Samedi 17 janvier 2026

Une souveraine amie des pauvres

Se consacrer à Jésus par Marie, c'est mettre entre les mains de Marie nos bonnes actions qui, quoiqu'elles paraissent bonnes, sont très souvent souillées et indignes des regards et de l'acceptation de Dieu, devant qui les étoiles ne sont pas pures. Ah ! Prions cette bonne Mère et Maîtresse que, ayant reçu notre pauvre présent, elle le purifie, elle le sanctifie, elle l'élève et l'embellisse de telle sorte qu'elle le rende digne de Dieu.

Tous les revenus de notre âme sont moindres devant Dieu, le Père de famille, pour gagner son amitié et sa grâce, que ne serait devant le roi la pomme véreuse d'un pauvre paysan, fermier de Sa Majesté, pour payer sa ferme. Que ferait le pauvre homme, s'il avait de l'esprit et s'il était bien venu auprès de la reine ? Amie du pauvre paysan et respectueuse envers le roi, n'ôterait-elle pas de cette pomme ce qu'il y a de véreux et de gâté, et ne la mettrait-elle pas dans une corbeille d'or entourée de fleurs, et le roi pourrait-il s'empêcher de la recevoir, même avec joie, des mains de la reine qui aime ce paysan ?
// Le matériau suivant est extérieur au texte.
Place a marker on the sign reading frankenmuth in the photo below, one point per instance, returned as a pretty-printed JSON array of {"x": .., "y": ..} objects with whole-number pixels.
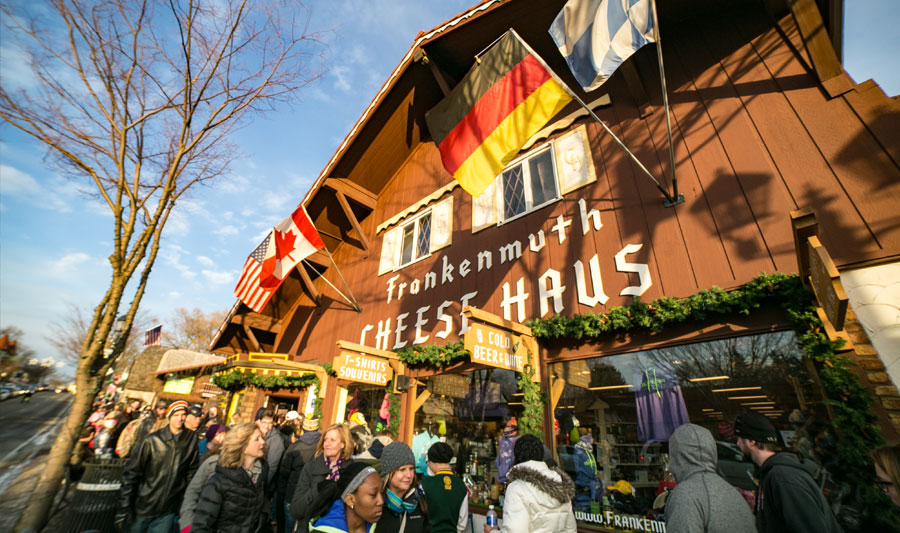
[{"x": 363, "y": 368}]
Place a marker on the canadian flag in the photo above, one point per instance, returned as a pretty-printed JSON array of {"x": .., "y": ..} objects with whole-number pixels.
[{"x": 286, "y": 245}]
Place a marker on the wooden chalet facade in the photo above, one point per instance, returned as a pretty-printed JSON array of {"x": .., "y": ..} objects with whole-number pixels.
[{"x": 765, "y": 122}]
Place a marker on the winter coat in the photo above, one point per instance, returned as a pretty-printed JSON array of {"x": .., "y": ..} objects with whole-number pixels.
[
  {"x": 289, "y": 472},
  {"x": 702, "y": 501},
  {"x": 538, "y": 500},
  {"x": 306, "y": 490},
  {"x": 416, "y": 521},
  {"x": 231, "y": 501},
  {"x": 274, "y": 451},
  {"x": 195, "y": 487},
  {"x": 335, "y": 520},
  {"x": 789, "y": 499},
  {"x": 156, "y": 476}
]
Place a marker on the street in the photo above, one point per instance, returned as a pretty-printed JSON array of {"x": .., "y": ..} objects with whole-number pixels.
[{"x": 27, "y": 430}]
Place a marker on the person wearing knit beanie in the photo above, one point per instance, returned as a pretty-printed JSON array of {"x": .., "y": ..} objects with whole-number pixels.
[
  {"x": 402, "y": 509},
  {"x": 445, "y": 493}
]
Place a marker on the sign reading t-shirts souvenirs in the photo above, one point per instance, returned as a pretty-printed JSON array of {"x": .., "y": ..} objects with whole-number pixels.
[{"x": 362, "y": 368}]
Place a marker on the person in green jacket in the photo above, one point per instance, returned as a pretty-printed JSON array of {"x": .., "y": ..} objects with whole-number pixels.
[{"x": 445, "y": 494}]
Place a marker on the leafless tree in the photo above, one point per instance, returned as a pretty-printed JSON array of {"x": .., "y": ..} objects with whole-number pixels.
[
  {"x": 137, "y": 99},
  {"x": 192, "y": 329},
  {"x": 68, "y": 333}
]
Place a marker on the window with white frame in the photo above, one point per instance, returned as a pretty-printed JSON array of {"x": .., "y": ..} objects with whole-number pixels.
[
  {"x": 536, "y": 179},
  {"x": 417, "y": 236}
]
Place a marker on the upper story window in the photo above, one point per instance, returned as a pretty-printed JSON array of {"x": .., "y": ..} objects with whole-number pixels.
[
  {"x": 426, "y": 227},
  {"x": 536, "y": 179}
]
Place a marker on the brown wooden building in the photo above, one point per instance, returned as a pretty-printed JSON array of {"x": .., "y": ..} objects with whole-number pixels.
[{"x": 765, "y": 121}]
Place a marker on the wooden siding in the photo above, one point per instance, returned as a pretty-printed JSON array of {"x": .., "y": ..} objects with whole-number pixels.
[{"x": 755, "y": 137}]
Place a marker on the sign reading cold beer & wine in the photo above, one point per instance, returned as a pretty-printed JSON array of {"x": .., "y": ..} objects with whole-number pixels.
[
  {"x": 495, "y": 347},
  {"x": 362, "y": 368}
]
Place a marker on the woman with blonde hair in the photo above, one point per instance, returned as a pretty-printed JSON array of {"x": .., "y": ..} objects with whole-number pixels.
[
  {"x": 887, "y": 471},
  {"x": 333, "y": 450},
  {"x": 233, "y": 499}
]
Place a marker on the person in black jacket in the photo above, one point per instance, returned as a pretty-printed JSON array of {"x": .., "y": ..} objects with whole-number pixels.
[
  {"x": 234, "y": 498},
  {"x": 788, "y": 498},
  {"x": 333, "y": 450},
  {"x": 155, "y": 477}
]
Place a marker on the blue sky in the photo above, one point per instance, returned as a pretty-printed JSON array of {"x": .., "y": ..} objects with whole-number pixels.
[{"x": 54, "y": 240}]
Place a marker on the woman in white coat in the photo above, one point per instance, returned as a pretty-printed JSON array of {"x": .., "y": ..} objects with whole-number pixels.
[{"x": 538, "y": 498}]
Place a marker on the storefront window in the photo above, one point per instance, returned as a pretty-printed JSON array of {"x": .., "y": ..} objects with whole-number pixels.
[
  {"x": 622, "y": 409},
  {"x": 469, "y": 411}
]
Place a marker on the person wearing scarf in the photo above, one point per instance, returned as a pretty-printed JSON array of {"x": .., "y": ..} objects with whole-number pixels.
[
  {"x": 403, "y": 510},
  {"x": 332, "y": 451},
  {"x": 352, "y": 504}
]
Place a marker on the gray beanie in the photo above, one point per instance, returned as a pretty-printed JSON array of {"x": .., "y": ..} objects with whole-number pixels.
[{"x": 394, "y": 456}]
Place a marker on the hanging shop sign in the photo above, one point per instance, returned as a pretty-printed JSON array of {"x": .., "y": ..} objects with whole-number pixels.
[
  {"x": 363, "y": 368},
  {"x": 500, "y": 343},
  {"x": 453, "y": 385},
  {"x": 180, "y": 385}
]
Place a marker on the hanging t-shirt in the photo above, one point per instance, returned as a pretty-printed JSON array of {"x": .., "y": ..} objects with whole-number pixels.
[
  {"x": 660, "y": 405},
  {"x": 420, "y": 445}
]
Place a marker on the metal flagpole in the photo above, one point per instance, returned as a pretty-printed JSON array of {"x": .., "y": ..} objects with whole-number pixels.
[
  {"x": 675, "y": 198},
  {"x": 351, "y": 299},
  {"x": 669, "y": 200}
]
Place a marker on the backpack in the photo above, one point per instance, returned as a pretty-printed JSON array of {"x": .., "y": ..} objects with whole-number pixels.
[{"x": 127, "y": 438}]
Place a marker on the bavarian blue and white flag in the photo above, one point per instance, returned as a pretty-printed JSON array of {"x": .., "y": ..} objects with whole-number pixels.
[{"x": 596, "y": 36}]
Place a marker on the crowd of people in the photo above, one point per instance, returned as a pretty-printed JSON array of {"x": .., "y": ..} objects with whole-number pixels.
[{"x": 187, "y": 471}]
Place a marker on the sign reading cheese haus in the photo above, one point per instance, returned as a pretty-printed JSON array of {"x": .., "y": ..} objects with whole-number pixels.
[{"x": 362, "y": 368}]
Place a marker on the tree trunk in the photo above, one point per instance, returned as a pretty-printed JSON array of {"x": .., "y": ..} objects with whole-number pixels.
[{"x": 37, "y": 513}]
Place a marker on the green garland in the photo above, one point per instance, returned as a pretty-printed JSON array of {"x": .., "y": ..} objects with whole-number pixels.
[
  {"x": 433, "y": 355},
  {"x": 530, "y": 422},
  {"x": 237, "y": 380},
  {"x": 849, "y": 401}
]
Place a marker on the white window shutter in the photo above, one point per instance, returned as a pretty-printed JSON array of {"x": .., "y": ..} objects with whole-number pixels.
[
  {"x": 484, "y": 208},
  {"x": 574, "y": 161},
  {"x": 442, "y": 224},
  {"x": 388, "y": 251}
]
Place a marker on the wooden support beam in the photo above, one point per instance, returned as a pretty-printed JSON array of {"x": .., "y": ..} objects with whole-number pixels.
[
  {"x": 353, "y": 191},
  {"x": 818, "y": 45},
  {"x": 258, "y": 321},
  {"x": 307, "y": 282},
  {"x": 420, "y": 400},
  {"x": 252, "y": 338},
  {"x": 348, "y": 212},
  {"x": 557, "y": 386},
  {"x": 420, "y": 55}
]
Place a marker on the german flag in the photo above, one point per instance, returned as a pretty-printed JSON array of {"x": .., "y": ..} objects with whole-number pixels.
[{"x": 503, "y": 100}]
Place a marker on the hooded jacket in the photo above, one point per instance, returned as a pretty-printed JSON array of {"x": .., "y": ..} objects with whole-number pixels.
[
  {"x": 231, "y": 502},
  {"x": 702, "y": 501},
  {"x": 155, "y": 478},
  {"x": 789, "y": 499},
  {"x": 538, "y": 500}
]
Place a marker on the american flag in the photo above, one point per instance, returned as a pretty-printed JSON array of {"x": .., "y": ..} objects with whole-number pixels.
[
  {"x": 248, "y": 289},
  {"x": 153, "y": 336},
  {"x": 286, "y": 245}
]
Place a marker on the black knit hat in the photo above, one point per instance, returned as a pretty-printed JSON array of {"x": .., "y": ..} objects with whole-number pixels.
[
  {"x": 528, "y": 448},
  {"x": 754, "y": 426},
  {"x": 440, "y": 452},
  {"x": 394, "y": 456}
]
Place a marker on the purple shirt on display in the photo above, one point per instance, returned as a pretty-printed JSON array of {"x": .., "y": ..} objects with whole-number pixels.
[{"x": 660, "y": 406}]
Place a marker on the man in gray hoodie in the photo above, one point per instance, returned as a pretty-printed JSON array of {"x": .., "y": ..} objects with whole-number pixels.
[{"x": 702, "y": 501}]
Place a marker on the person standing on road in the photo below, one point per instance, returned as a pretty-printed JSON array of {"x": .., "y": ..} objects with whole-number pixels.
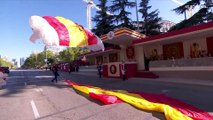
[
  {"x": 70, "y": 68},
  {"x": 99, "y": 67},
  {"x": 55, "y": 72},
  {"x": 123, "y": 70}
]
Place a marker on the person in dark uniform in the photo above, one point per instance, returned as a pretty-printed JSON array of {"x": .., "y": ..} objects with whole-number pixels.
[
  {"x": 55, "y": 72},
  {"x": 99, "y": 67}
]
Si vous voulez offrir quelque chose à Dieu, dit saint Bernard, mettez-le dans les mains de Marie, à moins que vous ne vouliez être rebuté.

Saint Louis-Marie Grignion de Montfort (1673-1716), Le Secret de Marie, no 37

MÉDITATION

On retrouve ici la grande idée de saint Bernard : nos mains sales n’étant pas dignes de présenter nos offrandes au roi, confions ces dernières aux mains pures de la reine, amie et avocate des pauvres auprès de son époux. Tel est le sens profond de toute prière mariale : si toute prière est « par Jésus-Christ notre Seigneur », Marie saura mieux que nous la formuler de telle sorte qu’elle puisse être agréée par le Père.

Au passage, le Père de Montfort nous permet de comprendre le rôle des saints et de leur intercession dans notre vie chrétienne : les saints n’ont pas sur Dieu des droits que nous n’aurions pas, mais en nous adressant à eux, nous leur déléguons de former notre prière de façon telle qu’elle puisse être exaucée : prier Dieu par Marie, c’est nous présenter devant lui avec les grâces d’une mère, tout comme prier Dieu par saint Pierre est se présenter avec celles d’un apôtre ou prier saint Étienne avec celles d’un martyr, etc.

L´Auteur :

Grignion de Montfort (Saint Louis-Marie, 1673-1716)

Né en Bretagne en 1673 dans une famille bourgeoise, formé chez les jésuites de Rennes, puis à Paris, Louis-Marie sera prêtre en 1700. Désormais, le Père de Montfort sera l’homme des pauvres et des malades, avant de se consacrer aux missions paroissiales dans tout l’Ouest de la France. Il s’y épuisera et mourra à seulement 43 ans, en 1716, après avoir fondé plusieurs congrégations religieuses apostoliques, dont les Frères de Saint-Gabriel et les Filles de la Sagesse. Sa prédication était fondamentalement mariale et se reflète dans ses écrits, qui nous révèlent en Louis-Marie un mystique de grande originalité, notamment le Traité de la vraie dévotion à la Sainte Vierge, devenu un classique de la littérature religieuse.